Estamos en 1967. Desde mi ordenación presbiteral, había recorrido conventos, residencias y pueblos en una labor pastoral digna de mención. Así, Teruel, Cehegín, Caravaca, La Almudema –donde hice mis primeros bautizos-, La Encarnación, Alcantarilla, Patiño, Ribera de Molina, Lorquí, Albacete, Hellín, Molina, Abarán, Cieza, Calasparra, Llanos de Molina, Bullas, Orihuela, Puebla de Don Fadrique, Castril y sus aldeas…  fueron lugares de mi preocupación, bautizando, casando, enterrando, predicando y celebrando la santa Misa. Y también estuve en Madrid, Vitoria, Burgos y Pamplona. En esta última, participando en la I Semana Nacional de Vocaciones.
Pasadas las fiestas patronales en mi pueblo, desde allí marché a Madrid, 18 de septiembre, a la Basílica de san Francisco el Grande, donde permanecería el curso 1967-1968. En Madrid iba a hacer un curso de pastoral en la sede de los Jesuitas de la calle Serrano, organizado por la CONFER. Desde la capital de España tuve la ocasión de salir de excursión al Valle de los Caídos, a Toledo, a Silos, etc… El director de ese instituto de pastoral me había nombrado bibliotecario. A veces, diferentes ponentes o profesores nos instruían en temas diversos, como familia o cine. Ese estudio intentaba compaginarlo con la labor de capellanía en algunos colegios religiosos –Jesús María, Hijas de la Caridad y Sagrado Corazón-. Aquellas niñas, hoy mujeres maduras, siguen reuniéndose anualmente para compartir la experiencia de los años.
En Madrid adquirí algunos libros que aún conservo, como el Vocabulario de teología bíblica, el Diccionario de textos sociales pontificios, y el libro de Pemán: Lo que María guardaba en su corazón, regalo éste de mi amigo y paisano Romera Molina, y un curso de inglés, por correspondencia, que impartía el Instituto INTER. Ellos perpetúan el recuerdo de mi primera estancia madrileña, y me traen a la memoria cuando RNE me grabó el Ángelus para emitirlo periódicamente a las doce de mediodía, o cuando comenté la Misa del 12 de octubre, con que la Guardia Civil celebraba a su maña Patrona, o cuando tuve la oportunidad de saludar al, entonces, Jefe del Estado y a su señora, dos días más tarde.

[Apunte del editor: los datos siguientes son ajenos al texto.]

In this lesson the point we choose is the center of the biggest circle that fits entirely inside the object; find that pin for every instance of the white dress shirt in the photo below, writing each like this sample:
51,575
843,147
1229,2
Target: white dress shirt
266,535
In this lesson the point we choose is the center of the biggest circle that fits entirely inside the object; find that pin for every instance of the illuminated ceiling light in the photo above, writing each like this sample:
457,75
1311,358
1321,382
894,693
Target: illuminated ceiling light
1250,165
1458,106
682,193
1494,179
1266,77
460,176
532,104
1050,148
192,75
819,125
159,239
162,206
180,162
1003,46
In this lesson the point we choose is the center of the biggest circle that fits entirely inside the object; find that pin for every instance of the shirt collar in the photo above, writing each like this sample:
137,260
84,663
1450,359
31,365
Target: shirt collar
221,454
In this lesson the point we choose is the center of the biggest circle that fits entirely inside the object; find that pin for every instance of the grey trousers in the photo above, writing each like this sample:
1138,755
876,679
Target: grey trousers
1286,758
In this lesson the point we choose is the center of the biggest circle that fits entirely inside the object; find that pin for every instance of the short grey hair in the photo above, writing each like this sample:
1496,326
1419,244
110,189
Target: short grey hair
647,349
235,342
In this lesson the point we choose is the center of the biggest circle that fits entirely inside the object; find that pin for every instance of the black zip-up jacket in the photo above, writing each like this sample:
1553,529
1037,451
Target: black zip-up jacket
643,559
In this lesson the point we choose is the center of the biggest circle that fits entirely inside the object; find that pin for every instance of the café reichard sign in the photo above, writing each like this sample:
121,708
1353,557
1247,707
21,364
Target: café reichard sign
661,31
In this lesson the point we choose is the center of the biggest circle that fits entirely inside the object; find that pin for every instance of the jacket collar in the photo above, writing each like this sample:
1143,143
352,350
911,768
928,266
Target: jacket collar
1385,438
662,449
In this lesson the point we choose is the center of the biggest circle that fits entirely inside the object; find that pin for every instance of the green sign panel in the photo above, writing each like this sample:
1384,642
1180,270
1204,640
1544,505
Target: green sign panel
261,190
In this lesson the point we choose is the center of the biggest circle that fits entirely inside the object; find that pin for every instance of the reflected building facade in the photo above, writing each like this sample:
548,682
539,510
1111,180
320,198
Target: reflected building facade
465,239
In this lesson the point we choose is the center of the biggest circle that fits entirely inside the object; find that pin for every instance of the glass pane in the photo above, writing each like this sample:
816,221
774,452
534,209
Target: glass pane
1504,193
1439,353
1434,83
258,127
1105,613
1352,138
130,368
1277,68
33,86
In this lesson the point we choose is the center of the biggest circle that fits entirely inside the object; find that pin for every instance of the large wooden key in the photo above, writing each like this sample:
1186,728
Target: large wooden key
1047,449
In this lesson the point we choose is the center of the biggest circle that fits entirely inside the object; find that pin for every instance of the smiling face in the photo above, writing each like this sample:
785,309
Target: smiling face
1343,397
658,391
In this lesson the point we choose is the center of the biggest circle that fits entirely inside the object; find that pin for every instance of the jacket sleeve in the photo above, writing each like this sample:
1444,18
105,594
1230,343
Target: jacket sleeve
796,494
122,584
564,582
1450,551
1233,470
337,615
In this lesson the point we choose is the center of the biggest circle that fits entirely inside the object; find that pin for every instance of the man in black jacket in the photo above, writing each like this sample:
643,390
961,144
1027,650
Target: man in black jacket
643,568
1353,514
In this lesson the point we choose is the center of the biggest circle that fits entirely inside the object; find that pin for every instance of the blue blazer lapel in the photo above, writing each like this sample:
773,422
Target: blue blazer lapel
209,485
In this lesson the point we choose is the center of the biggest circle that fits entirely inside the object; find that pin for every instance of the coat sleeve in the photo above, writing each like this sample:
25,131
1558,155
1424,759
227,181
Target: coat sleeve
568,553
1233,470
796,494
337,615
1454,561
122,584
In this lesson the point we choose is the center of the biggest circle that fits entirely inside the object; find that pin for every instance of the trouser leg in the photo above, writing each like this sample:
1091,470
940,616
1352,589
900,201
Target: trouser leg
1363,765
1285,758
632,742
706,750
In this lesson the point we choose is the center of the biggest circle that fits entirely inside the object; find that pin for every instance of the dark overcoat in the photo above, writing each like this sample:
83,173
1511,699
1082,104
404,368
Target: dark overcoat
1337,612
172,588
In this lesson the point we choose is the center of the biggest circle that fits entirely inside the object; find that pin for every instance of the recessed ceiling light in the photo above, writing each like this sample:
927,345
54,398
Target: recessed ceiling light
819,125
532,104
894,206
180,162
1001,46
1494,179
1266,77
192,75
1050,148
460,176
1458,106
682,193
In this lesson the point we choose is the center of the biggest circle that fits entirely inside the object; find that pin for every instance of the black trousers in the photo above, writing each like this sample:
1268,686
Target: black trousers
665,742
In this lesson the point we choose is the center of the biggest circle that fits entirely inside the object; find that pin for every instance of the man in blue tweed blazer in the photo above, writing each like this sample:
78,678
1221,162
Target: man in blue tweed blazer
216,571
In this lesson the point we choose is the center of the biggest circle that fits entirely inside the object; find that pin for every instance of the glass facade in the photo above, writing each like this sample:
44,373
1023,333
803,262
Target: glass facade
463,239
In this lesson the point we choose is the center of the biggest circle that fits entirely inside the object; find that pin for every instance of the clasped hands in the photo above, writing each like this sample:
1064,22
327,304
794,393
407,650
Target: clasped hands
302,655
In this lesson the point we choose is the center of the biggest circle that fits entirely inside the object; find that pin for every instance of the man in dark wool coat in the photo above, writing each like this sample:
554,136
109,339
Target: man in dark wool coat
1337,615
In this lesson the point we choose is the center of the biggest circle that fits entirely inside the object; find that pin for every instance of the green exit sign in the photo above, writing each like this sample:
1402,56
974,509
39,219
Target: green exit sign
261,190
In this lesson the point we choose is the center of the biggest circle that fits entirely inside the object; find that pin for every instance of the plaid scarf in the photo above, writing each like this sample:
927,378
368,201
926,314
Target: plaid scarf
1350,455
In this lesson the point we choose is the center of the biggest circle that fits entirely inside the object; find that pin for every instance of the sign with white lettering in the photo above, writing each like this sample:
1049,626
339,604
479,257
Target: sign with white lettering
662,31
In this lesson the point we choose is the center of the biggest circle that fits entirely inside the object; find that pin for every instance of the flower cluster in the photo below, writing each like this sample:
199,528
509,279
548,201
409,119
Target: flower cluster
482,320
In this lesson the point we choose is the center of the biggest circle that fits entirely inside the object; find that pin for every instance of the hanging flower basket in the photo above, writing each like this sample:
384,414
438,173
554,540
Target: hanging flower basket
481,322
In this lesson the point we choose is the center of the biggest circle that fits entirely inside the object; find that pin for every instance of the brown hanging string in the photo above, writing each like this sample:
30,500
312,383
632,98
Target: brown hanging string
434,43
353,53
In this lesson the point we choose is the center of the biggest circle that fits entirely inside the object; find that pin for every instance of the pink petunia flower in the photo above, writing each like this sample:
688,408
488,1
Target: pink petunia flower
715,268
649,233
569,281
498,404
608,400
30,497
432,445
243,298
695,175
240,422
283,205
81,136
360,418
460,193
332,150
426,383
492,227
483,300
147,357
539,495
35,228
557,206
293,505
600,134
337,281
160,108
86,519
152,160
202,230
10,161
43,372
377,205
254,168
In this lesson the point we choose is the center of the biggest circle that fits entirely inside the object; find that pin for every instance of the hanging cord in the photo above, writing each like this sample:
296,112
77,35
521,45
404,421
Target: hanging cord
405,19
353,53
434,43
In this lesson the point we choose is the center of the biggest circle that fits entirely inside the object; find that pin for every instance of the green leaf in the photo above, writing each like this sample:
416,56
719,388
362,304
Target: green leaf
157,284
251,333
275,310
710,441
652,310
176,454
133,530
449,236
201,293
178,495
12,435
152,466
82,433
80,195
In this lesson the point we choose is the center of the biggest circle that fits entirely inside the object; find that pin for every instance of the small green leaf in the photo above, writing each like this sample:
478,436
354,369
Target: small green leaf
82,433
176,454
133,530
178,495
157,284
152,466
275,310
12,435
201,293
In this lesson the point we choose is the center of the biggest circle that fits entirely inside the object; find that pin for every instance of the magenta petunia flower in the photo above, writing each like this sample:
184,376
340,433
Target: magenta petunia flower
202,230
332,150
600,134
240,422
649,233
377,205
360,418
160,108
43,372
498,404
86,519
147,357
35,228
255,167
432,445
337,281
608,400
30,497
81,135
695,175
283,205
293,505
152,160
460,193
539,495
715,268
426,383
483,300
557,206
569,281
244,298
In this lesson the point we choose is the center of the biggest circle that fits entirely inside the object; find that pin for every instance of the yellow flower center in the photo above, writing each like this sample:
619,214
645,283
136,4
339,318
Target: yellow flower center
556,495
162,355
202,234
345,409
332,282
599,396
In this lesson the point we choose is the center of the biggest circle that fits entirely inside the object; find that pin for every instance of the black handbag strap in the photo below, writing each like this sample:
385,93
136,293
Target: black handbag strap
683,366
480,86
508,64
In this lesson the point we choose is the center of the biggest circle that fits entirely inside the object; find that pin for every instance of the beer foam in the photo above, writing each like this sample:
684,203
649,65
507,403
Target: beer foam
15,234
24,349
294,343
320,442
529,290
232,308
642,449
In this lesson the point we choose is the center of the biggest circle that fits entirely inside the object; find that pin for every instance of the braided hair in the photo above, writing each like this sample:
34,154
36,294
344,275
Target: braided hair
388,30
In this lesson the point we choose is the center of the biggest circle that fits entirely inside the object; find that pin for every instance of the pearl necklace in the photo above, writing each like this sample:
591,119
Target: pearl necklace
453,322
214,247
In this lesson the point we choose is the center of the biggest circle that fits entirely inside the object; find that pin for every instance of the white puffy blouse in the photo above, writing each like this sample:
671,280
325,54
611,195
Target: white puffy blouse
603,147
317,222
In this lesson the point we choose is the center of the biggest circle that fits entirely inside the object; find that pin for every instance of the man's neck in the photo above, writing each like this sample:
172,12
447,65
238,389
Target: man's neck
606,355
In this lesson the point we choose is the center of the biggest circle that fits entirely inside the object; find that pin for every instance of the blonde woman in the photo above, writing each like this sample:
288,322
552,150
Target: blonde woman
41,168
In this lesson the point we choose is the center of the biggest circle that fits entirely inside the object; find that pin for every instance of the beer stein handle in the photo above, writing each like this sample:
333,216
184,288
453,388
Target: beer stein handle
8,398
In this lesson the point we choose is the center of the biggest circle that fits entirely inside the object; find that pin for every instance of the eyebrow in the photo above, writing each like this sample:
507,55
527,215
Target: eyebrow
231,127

El Madrid de hace 40 años lo era para mí de autobuses y metros. Demasiada ciudad para recorrerla a pie. Pero, sin necesidad de tomar medio locomotor, podía fácilmente caminar hacia  la Plaza de Oriente, hacia la Puerta de Toledo o, de frente, hacia el barrio de La Latina. Cuanto rodeaba al cenobio franciscano era monumental y bello. En realidad, tras visitar las más importantes ciudades de España, he de reconocer que Madrid posee un atractivo especial. Toda ella es como un enorme museo, cuyas azafatas, sus gentes, poseen tal capacidad de atención y acogida que, como bien se sabe, nadie se siente extraño en la que, además, y por ese motivo también, es la capital de España.
No obstante el frecuente correo, recibido y enviado, y las innumerables visitas atendidas en el locutorio conventual, reconozco que mi trabajo más gratificante lo ejercí en el templo mismo de San Francisco el Grande desde el 1 de noviembre. De una de esas visitas salió el que, vísperas de Semana Santa del 68, tuviera que regresar a Teruel para predicar el Quinario a Ntro. P. Jesús. No salí nada satisfecho de aquellas prédicas, pero iniciaron mis primeros contactos con el mundo cofrade semanasantero. También acabé sin pena ni gloria el curso de pastoral. De modo que, no habiendo posibilidad de seguir en Madrid, al no cuajar el nombramiento de responsable de la JUFRA, me vine para estas tierras del sureste donde me esperaba todo un mundo de experiencias maravillosas.